NO. Just NO.
Inaccuracies? Yes. Untruths in the form of Xtian deceitful propaganda wrapped up in a pristine teenage ABC Family bubble gum wrapper all with the intent to elevate Rachel as some angelic, pious christian saint and martyr while simultaneously reducing Dylan and Eric to simplistic, repugnant evil villains. You immediately catch the drift that she’s our ‘sunshine heroine’ and they are the pat ‘bad guys’. I get the sense she’s like every other cardboard cut out fresh faced teenage tv show heroine and sort of reminds me of Elena from Vampire Diaries. Based on the new trailer, this movie stunningly seems to miss it’s own message (!): that Dylan and Eric are the beginning cycle of Rachel’s end and what can happen when people are not treated with kindness and compassion or made to feel included. A little bit of random acts of kindness could have gone a long way with even these two boys (in addition to that special ed. student they showcase in the film) and yet these boys can only be used as one-dimensional antagonists and nothing more for the plot device. Rachel’s message should merely underscore in the wake of the tragedy, what must now begin to be done to remedy the situation after the tragedy has occurred by way of her death – at the start, the first domino – that went down and flicked down all twelve in her wake. Instead the boys are portrayed committing acts they never did to Rachel all for the dramatic shock value with a sole agenda to reduce them to born-rotten fiends that seem to be exempt from the potentiality of benefiting from Rachel’s tenets of kindness and compassion. Eric and Dylan are the catalyst that made Rachel’s legacy what it became / is – but we cannot forget that they are the very reason her message is being spread and yet, that’s happily what this movies seems to do all to propel it’s Xtian faith agenda. So, when you say ‘doesn’t seem THAT bad to me’ – I would say, compared to what? Seems bad enough. I mean, the way they’re rewriting it into a fictionalized account they may as well had made up characters and a different school and had it as teen series show that comes on after ‘Pretty Little Liars’.

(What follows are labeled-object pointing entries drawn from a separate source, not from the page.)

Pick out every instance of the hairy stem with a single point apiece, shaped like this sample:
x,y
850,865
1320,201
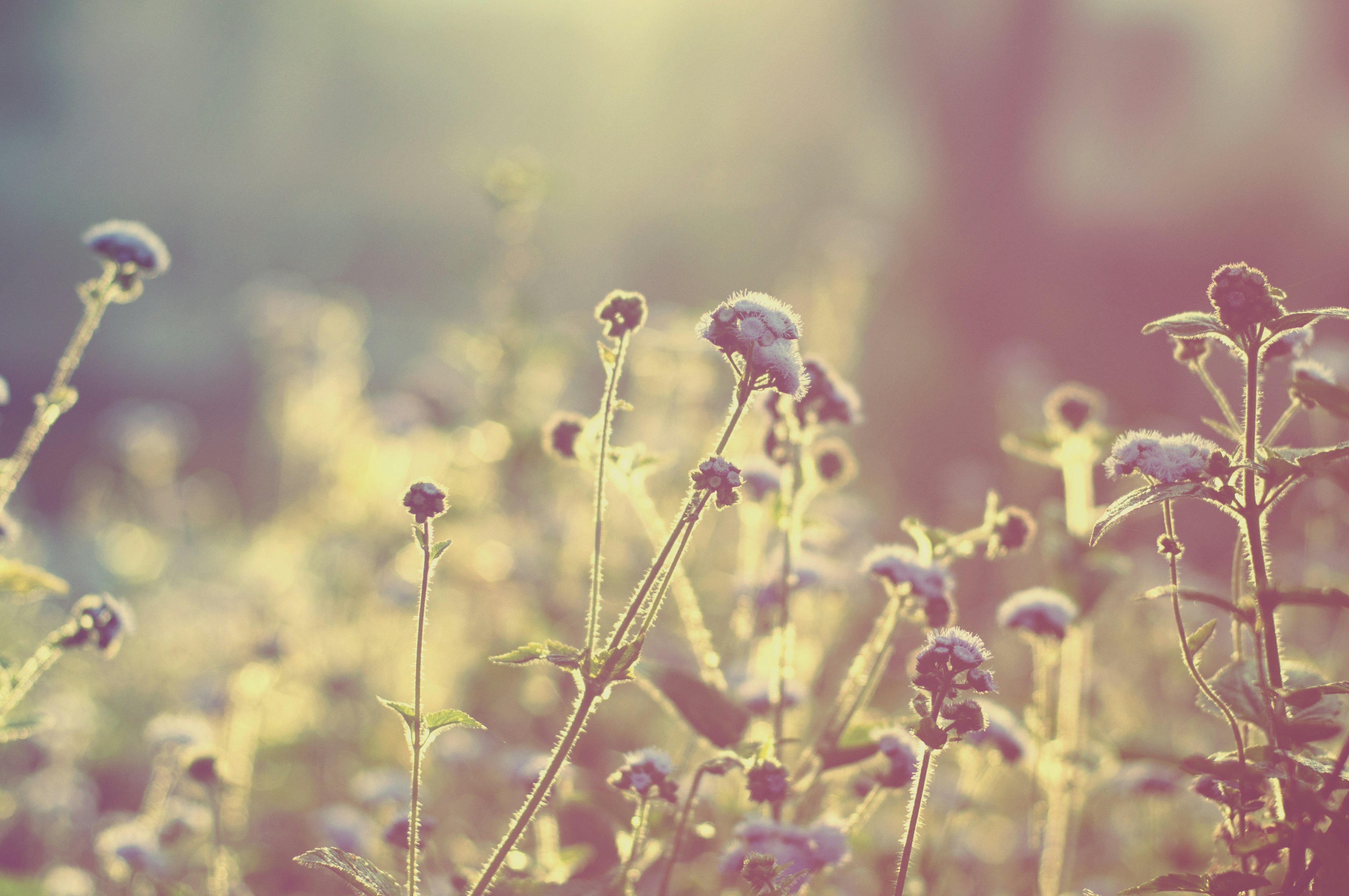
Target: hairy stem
x,y
598,555
915,812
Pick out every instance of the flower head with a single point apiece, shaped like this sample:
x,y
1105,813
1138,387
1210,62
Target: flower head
x,y
426,500
827,398
621,314
720,477
129,245
1169,459
1243,297
1071,407
647,774
1038,612
900,564
100,621
560,434
764,332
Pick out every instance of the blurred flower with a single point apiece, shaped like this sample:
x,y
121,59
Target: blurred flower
x,y
129,243
1038,612
1241,297
1169,459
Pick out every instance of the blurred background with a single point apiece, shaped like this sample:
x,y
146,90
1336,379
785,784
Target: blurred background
x,y
400,216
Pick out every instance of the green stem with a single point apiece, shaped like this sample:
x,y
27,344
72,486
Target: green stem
x,y
598,556
915,810
415,805
50,407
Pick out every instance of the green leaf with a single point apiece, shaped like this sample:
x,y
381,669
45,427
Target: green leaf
x,y
359,874
1140,498
22,578
1186,326
1197,639
706,709
1171,884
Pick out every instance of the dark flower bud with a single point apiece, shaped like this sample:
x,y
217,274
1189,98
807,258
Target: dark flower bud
x,y
1190,351
426,500
767,782
560,434
621,312
99,621
1241,297
965,717
721,477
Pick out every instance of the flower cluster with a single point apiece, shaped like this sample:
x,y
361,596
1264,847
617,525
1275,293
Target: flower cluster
x,y
99,621
426,500
1243,297
794,849
764,332
721,477
1169,459
647,774
1039,612
621,314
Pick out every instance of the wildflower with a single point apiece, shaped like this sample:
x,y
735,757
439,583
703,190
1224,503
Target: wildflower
x,y
129,245
560,434
1014,530
396,833
834,462
764,332
721,477
1169,459
178,730
1190,351
647,774
767,782
900,564
1305,369
621,312
1071,405
903,752
1003,733
426,501
100,621
129,848
1038,612
1241,297
827,397
760,480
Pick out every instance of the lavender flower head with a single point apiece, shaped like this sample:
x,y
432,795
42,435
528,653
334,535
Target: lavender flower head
x,y
764,332
129,243
1169,459
900,564
1038,612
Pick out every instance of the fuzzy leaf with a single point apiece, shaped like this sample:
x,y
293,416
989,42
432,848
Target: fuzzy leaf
x,y
706,709
359,874
1186,326
1140,498
1171,884
1197,639
21,578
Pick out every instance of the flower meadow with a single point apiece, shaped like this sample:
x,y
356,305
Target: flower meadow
x,y
655,646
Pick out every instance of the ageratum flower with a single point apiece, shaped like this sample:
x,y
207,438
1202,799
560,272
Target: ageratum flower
x,y
1169,459
900,564
129,243
647,774
621,314
426,500
764,332
1243,297
560,434
1039,612
720,477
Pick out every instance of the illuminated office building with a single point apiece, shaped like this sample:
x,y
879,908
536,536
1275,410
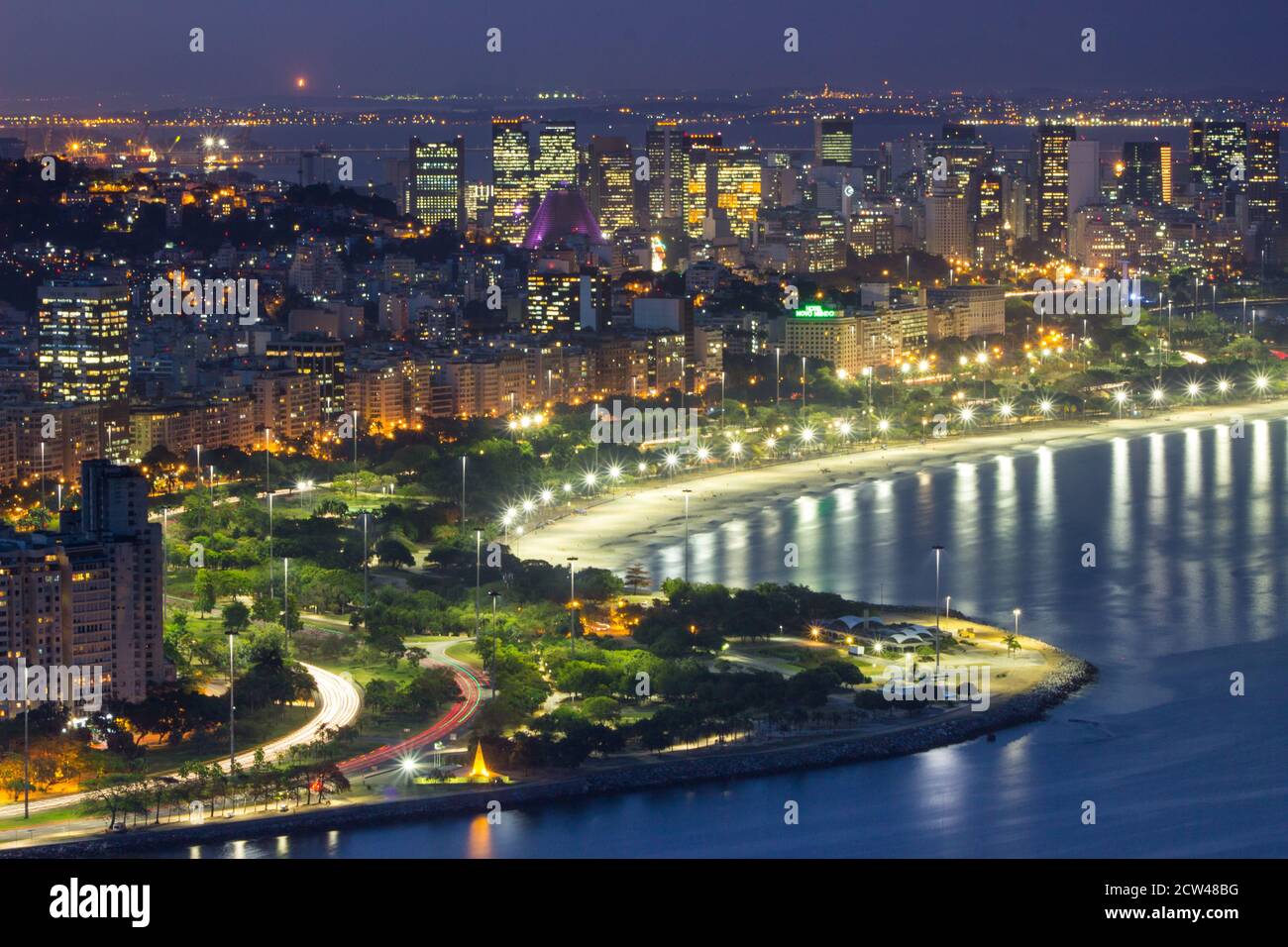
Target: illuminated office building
x,y
833,141
511,178
1142,172
1218,153
84,352
1051,158
738,187
557,157
1263,176
612,188
699,187
668,180
437,182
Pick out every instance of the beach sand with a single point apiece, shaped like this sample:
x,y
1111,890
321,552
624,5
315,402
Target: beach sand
x,y
623,528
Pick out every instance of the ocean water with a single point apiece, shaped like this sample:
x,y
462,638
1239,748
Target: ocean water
x,y
1190,534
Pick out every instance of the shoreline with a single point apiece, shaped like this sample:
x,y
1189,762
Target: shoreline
x,y
1067,678
655,515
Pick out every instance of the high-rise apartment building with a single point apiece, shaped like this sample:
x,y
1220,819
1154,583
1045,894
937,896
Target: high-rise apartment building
x,y
84,343
89,596
436,187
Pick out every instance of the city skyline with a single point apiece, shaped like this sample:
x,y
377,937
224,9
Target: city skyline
x,y
1010,44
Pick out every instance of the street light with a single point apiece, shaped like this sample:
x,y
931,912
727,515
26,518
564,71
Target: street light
x,y
572,603
938,549
493,595
232,705
687,535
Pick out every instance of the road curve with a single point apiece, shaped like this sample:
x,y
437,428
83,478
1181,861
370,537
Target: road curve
x,y
456,716
338,706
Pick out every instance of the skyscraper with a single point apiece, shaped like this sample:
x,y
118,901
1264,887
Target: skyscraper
x,y
1142,172
698,185
1263,176
511,178
84,344
557,157
669,174
738,187
1051,161
833,141
612,188
436,187
1218,153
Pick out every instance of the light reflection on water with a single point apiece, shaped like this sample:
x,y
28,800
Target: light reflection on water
x,y
1189,532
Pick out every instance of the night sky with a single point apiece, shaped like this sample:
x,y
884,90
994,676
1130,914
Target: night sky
x,y
137,51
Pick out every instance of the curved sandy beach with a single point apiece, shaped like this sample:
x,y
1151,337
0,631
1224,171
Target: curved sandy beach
x,y
619,530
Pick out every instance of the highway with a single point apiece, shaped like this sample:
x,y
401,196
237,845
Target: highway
x,y
339,702
456,716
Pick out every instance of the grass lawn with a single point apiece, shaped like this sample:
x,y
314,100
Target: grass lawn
x,y
467,655
365,672
42,818
253,728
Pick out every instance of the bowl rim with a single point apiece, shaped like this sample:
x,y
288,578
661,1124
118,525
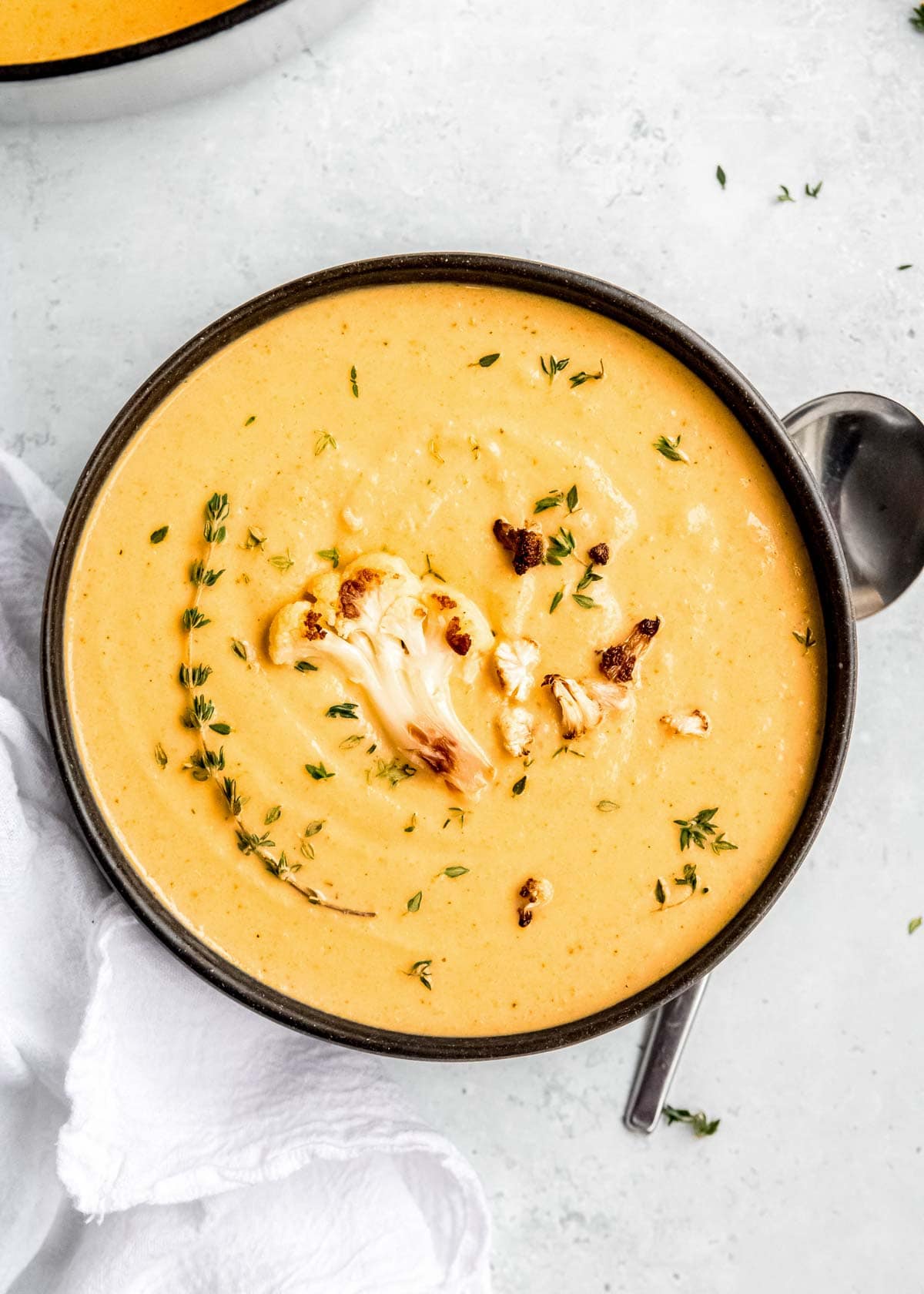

Incidentally…Devon Adams cut Rachel’s hair super short for ‘The Smoke in the Room’ play she did early April and so there would be no way for Eric to have grabbed her by her hair and yanked her head up by her long mane yet this movie melodramatically does just that so they can make sure to get in that most vile line “do you believe in God?’ In the name of religion and the fact that this scene is a flat out lie? Now that, to me, is perverse.